Third time lucky – Caldicott review

Seeing the wood for the trees - why STPs are important for the NHS

This month saw the publication of Dame Fiona Caldicott’s long-awaited review into data security in the NHS. This is the third time Dame Fiona has been asked to produce some recommendations on the subject and comes in the context of a fervent debate on the subject of health information.

It’s well-timed, much needed and built around a single notion – that of trust. People will trust what happens with their information when they can see what’s happening to it and when they control it. Dame Fiona’s paper is a powerful call for the introduction of a little more democracy in our clinical records.

It is not that data sharing has been tried and found wanting, it’s more that data sharing has been tried and found hard. I think we are all familiar with the backdrop to this publication, which includes a number of well-publicised data breaches and the public unease around the now scrapped Care.Data project.

The Five Year Forward View has set out the case for making the NHS sustainable by integrating care and moving to population-based healthcare systems – both of which require data sharing.

The people trying to deliver effective and safe care, either planning services or encouraging data sharing to co-ordinate our fragmented system, are crying out for a more pragmatic approach to information sharing. There are frightening levels of clinical risk in NHS Systems because of the lack of information sharing in different care settings.  Ambulance drivers don’t know the GP thoughts on the patient’s condition, ED doctors aren’t aware of what the patient’s consultant is treating them with, and the poor patient hasn’t any visibility of what everyone else is saying about them. In a world of 21st century healthcare our communication can feel almost medieval.

Confidentiality key
Dame Fiona reminds us that the very foundation of the social contract of healthcare is confidentiality and we cannot afford to suggest that as a care system we don’t be see this as a basic tenet of how we work.

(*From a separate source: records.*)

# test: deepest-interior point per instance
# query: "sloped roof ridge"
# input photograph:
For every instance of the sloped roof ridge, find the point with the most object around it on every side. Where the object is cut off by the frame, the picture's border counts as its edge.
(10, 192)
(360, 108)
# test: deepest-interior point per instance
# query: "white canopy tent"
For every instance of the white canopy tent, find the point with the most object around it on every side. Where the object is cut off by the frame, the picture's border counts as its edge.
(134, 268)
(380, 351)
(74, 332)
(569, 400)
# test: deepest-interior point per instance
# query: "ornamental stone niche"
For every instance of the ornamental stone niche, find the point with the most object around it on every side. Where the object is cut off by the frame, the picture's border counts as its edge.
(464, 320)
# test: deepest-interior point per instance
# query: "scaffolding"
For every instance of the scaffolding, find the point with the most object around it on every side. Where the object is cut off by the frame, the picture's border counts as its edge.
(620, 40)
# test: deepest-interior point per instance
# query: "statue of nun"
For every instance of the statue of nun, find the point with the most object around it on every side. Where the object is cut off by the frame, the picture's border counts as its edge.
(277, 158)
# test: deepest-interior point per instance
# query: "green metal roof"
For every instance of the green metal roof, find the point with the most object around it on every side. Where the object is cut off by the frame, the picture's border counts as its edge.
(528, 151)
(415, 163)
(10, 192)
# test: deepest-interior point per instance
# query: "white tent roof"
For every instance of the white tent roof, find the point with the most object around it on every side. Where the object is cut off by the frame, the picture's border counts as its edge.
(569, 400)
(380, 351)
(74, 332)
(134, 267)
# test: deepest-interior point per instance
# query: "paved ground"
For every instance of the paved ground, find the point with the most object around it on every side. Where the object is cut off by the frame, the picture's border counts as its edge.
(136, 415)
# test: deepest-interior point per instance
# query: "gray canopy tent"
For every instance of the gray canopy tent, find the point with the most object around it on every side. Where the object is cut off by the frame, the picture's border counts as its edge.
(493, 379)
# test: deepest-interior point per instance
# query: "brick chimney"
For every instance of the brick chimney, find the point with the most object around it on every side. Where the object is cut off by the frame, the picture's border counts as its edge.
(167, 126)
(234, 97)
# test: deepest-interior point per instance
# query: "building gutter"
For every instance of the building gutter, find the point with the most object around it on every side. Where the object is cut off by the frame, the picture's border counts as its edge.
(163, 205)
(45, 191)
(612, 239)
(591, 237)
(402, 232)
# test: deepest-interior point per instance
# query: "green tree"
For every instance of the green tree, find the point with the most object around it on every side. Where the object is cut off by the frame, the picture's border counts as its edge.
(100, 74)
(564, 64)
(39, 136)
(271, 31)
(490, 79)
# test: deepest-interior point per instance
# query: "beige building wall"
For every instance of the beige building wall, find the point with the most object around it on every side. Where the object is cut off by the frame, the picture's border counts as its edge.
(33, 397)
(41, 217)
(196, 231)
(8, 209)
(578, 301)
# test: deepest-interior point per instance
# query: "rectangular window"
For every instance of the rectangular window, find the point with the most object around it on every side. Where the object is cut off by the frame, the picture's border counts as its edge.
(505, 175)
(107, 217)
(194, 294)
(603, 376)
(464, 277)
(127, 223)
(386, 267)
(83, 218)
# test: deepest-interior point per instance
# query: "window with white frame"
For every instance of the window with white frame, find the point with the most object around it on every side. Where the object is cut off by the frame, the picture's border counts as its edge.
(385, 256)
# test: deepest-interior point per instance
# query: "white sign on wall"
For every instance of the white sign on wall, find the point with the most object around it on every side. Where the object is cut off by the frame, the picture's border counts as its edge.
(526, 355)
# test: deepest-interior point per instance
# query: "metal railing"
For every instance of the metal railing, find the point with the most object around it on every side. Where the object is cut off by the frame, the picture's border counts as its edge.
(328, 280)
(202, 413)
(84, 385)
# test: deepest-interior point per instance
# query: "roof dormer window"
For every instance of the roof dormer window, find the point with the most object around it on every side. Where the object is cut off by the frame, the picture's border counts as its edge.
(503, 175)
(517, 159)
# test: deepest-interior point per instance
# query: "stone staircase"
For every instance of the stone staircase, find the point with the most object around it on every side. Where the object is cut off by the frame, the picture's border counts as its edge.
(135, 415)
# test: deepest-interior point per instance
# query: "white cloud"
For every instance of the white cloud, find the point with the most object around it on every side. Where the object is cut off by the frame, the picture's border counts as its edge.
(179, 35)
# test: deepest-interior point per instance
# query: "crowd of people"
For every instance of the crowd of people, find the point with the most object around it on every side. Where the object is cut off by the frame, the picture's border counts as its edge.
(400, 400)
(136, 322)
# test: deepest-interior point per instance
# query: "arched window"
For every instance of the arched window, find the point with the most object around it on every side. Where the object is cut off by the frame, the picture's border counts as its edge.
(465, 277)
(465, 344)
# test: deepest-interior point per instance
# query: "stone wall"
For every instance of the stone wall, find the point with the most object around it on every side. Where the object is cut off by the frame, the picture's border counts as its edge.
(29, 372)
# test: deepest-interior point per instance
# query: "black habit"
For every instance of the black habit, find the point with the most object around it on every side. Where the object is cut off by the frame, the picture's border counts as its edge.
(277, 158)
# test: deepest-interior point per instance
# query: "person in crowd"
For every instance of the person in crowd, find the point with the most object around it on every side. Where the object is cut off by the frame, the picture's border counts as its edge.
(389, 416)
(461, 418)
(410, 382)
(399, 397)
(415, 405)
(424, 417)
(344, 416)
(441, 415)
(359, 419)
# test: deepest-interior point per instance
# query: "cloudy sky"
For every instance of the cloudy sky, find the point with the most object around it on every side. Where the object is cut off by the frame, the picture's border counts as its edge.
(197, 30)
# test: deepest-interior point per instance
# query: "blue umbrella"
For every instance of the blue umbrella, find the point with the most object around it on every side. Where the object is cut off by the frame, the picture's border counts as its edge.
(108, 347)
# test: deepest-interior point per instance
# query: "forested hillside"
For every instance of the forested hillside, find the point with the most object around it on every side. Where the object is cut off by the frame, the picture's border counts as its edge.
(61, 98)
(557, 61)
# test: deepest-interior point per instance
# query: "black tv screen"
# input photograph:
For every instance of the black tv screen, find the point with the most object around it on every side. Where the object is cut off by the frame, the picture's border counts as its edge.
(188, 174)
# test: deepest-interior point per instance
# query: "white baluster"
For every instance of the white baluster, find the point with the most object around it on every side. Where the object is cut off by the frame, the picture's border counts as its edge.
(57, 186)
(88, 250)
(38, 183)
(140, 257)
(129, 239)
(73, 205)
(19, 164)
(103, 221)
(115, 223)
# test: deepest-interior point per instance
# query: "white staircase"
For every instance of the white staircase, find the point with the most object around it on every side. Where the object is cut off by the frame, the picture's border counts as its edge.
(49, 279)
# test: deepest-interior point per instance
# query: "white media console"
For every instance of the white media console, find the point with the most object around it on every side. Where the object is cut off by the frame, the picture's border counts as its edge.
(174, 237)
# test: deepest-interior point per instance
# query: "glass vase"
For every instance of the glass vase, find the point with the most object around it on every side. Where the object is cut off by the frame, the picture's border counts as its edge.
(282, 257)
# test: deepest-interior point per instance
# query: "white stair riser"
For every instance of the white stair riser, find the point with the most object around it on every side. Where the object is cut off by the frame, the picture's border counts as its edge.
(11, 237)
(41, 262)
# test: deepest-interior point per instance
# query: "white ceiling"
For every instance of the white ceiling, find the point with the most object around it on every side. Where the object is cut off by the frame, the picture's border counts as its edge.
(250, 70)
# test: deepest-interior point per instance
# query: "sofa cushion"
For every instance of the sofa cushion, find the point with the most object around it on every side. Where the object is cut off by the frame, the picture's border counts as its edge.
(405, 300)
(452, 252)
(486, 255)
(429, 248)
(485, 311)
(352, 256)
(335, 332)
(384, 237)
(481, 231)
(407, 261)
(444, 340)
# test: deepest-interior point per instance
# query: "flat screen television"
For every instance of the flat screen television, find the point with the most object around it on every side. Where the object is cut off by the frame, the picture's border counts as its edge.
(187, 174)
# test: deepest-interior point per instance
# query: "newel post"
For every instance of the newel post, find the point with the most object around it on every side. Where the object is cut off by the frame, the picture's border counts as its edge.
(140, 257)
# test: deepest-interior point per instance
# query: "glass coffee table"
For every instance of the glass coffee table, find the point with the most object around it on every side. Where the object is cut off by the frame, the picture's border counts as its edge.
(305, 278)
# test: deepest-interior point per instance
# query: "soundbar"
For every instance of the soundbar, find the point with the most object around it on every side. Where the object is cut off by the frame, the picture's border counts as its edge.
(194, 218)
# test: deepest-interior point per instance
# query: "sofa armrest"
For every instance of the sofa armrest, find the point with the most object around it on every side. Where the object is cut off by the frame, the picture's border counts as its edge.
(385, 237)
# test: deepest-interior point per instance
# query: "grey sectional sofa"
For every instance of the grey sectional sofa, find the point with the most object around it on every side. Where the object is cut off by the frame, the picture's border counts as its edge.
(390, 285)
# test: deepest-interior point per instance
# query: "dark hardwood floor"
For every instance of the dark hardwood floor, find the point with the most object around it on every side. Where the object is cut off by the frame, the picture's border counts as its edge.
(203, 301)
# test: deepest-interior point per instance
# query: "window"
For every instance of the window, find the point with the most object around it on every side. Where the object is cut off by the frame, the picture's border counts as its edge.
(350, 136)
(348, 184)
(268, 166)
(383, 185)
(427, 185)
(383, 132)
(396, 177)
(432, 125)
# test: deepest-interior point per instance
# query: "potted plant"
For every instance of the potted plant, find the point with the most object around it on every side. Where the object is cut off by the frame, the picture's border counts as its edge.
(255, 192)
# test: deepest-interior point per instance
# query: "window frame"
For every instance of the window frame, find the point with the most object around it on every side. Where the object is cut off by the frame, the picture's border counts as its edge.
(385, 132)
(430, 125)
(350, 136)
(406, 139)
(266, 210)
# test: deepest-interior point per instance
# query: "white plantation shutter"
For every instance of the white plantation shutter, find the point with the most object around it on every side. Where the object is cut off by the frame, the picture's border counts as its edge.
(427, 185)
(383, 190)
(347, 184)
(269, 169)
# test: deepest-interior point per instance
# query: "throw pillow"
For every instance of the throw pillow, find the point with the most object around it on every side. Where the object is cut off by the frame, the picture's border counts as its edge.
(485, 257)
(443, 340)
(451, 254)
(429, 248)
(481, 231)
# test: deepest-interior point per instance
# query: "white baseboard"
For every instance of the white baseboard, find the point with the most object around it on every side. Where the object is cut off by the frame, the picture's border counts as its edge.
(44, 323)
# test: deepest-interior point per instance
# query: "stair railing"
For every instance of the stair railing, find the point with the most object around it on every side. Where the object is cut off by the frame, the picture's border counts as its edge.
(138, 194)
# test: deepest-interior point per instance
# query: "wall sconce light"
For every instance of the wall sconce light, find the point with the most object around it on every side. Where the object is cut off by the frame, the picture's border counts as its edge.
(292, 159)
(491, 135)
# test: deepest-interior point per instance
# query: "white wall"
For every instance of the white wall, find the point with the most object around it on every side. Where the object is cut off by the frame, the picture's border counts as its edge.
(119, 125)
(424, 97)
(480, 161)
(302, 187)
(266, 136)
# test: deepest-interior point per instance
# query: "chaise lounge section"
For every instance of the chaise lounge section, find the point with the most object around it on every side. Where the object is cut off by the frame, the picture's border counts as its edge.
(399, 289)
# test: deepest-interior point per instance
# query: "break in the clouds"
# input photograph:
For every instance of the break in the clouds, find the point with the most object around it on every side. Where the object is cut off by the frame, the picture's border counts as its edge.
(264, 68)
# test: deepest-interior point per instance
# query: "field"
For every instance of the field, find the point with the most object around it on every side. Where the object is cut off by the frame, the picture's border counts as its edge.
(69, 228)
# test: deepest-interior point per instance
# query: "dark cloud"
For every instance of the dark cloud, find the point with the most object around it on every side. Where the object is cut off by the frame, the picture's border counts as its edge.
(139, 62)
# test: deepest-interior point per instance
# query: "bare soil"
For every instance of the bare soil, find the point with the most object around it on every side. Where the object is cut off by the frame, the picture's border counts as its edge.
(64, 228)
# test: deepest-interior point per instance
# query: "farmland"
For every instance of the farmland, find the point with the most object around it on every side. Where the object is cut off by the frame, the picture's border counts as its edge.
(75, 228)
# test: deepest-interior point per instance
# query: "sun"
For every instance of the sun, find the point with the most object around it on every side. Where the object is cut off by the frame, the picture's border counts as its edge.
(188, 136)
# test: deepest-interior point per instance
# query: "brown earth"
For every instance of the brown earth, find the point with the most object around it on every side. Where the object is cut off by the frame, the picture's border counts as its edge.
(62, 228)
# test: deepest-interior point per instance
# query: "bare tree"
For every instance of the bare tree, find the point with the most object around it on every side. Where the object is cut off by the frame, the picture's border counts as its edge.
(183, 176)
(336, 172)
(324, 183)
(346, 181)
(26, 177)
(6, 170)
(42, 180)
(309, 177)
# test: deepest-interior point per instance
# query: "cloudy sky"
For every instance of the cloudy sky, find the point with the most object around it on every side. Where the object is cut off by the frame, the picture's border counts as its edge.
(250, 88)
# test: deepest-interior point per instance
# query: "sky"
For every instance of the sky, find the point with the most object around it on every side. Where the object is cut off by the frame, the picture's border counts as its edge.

Thankfully one of her key themes is that the vast majority of people who work in the NHS take confidentiality very seriously. There is much said of training, audit, assurance and penalties which are ways of demonstrating how seriously this is taken. To quote the UK Council of Caldicott Guardians: “Information Governance should be as much as possible integrated into the broader governance of an organisation, and regarded as being as important as financial and clinical governance in organisational culture.”

There is a nagging suspicion among the general public that they don’t really know how the information in their clinical record is used. To address this, Dame Fiona talks of raising the public awareness and giving control with an opportunity to object to information being used for purposes other than their direct care.

This emphasis is both sensible and necessary but it is hard to achieve in the world of Big Brother suspicions of central government and financial institutions. There are two distinct purposes of information in addition to direct care – research and health planning. Whether there are separate objections to these two uses or they are bundled together in a single question is yet to be decided. We recently had experience of trying to reduce a complex social issue into a single question in the EU debate and I think we all recognise what was required was a more nuanced a granular assessment of views.

Interestingly, the proposed opt outs don’t apply to the flow of personal confidential data out of a GP surgery into NHS Digital. This is a highly contentious point and in many ways what did for Care.Data. The overwhelming majority of GPs take extremely seriously their responsibilities as a data controller of the cradle-to-grave-record that is the primary care clinical record. It will be interesting to see how that pans out – but I suspect it will be one of the more difficult areas of the recommendations.

Dame Fiona also puts to bed some myths – and this must be welcomed. For example, the fact that the majority of health service planning and management such as population health management, regulation or commissioning, can be done using data from which personal identifiers have been removed is well argued. The only exception is where bills have to be checked against particular patients. The work in East and North Hertfordshire CCG, which the report references, has shown that even here, confidential data is not required. The issue of invoice validation will be subject to further consideration by the Department of Health.

Dame Fiona calls for the adoption of modern technology standards around cyber security, training and software updates – “about time too!” I hear you cry. There is a clear acknowledgment that the information systems in a modern health system are as intrinsic as those in the operating theatres or the medication pipeline, and need to be treated with the same level of rigour and assurance.

But to return to the theme of trust, which may hold the key to effective information sharing – in the last year I have heard too often about the barrier that is IG and how the publication of Dame Fiona’s report is going to solve this. How much is this an excuse not to share? The report is here. I don’t think government departments are in a position to build trust in the current climate. That means it is up to those involved in commissioning, planning and delivering care. This is going to have to be done from the bottom up. Are you ready?